The password alternatives known as “passkeys” are now available to users of Google’s Advanced Protection Program (APP), providing an extra layer of security for those at risk of targeted digital attacks. Google has supported passkeys for regular individual accounts for over a year and made them the default login option in October. However, Google waited to introduce passkeys to APP users until it was confident the community was ready.

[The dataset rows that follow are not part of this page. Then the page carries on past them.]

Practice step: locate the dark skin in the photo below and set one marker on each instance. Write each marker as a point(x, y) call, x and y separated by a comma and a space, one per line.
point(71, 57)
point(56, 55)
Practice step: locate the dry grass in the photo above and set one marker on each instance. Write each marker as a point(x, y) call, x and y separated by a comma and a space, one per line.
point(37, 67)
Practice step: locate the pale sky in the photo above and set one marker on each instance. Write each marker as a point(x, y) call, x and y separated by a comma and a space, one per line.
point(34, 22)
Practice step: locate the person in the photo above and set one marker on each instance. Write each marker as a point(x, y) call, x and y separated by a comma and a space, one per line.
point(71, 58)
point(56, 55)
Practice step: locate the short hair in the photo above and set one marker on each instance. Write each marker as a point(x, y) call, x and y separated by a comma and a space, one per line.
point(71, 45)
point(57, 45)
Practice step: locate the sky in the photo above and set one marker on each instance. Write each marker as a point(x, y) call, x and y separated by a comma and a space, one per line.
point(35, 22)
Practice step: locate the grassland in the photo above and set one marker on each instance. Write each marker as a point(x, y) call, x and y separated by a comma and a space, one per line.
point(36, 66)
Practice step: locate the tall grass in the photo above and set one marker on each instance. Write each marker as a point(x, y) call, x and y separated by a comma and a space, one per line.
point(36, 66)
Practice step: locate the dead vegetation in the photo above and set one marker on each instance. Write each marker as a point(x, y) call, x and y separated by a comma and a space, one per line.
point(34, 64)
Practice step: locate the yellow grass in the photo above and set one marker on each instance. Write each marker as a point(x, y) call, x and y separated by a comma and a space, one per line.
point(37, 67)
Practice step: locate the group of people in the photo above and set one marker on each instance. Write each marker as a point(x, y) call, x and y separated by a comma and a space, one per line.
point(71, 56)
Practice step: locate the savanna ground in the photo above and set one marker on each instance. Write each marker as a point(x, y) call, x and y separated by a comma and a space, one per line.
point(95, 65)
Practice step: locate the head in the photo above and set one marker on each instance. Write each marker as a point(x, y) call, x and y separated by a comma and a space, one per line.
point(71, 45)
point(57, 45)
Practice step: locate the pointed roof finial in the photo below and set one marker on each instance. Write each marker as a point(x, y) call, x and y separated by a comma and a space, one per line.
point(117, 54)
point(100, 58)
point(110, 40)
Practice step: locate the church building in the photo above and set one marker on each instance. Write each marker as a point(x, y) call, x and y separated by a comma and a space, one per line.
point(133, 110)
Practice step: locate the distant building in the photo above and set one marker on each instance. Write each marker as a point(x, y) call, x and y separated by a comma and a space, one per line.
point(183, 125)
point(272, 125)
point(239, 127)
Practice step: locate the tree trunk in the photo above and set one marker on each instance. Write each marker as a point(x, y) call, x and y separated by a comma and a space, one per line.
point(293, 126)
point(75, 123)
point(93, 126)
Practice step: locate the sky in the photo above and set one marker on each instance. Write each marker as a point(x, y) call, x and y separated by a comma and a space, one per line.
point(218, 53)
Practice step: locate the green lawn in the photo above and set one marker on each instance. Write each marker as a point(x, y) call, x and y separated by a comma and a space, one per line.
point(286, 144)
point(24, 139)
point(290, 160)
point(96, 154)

APP users often hold public-facing roles or engage in controversial work. While anyone can enroll in APP for free, it requires strict multi-factor authentication, previously involving hardware tokens. With the introduction of passkeys, APP project manager Shuvo Chatterjee highlights that APP’s security benefits will now be more accessible globally.
“Security keys are incredibly strong and un-phishable,” Chatterjee told Truth Voices before today’s announcement. “But they are still physical items that people need to carry. They can be lost and are costly. We frequently get requests for security measures that are equally robust but more convenient. Passkeys fit the threat profile our high-risk users face.”
With the rise of digital crime and online fraud, tech companies have intensified efforts to secure accounts and promote passkeys, a cryptographic authentication system, as a secure alternative to passwords. Passkeys are stored locally on devices or on hardware tokens supporting the FIDO2 protocol, protected by a fingerprint, face scan, or pin. Advanced Protection will continue to offer the option of traditional two-factor authentication, with the hardware token as the second factor.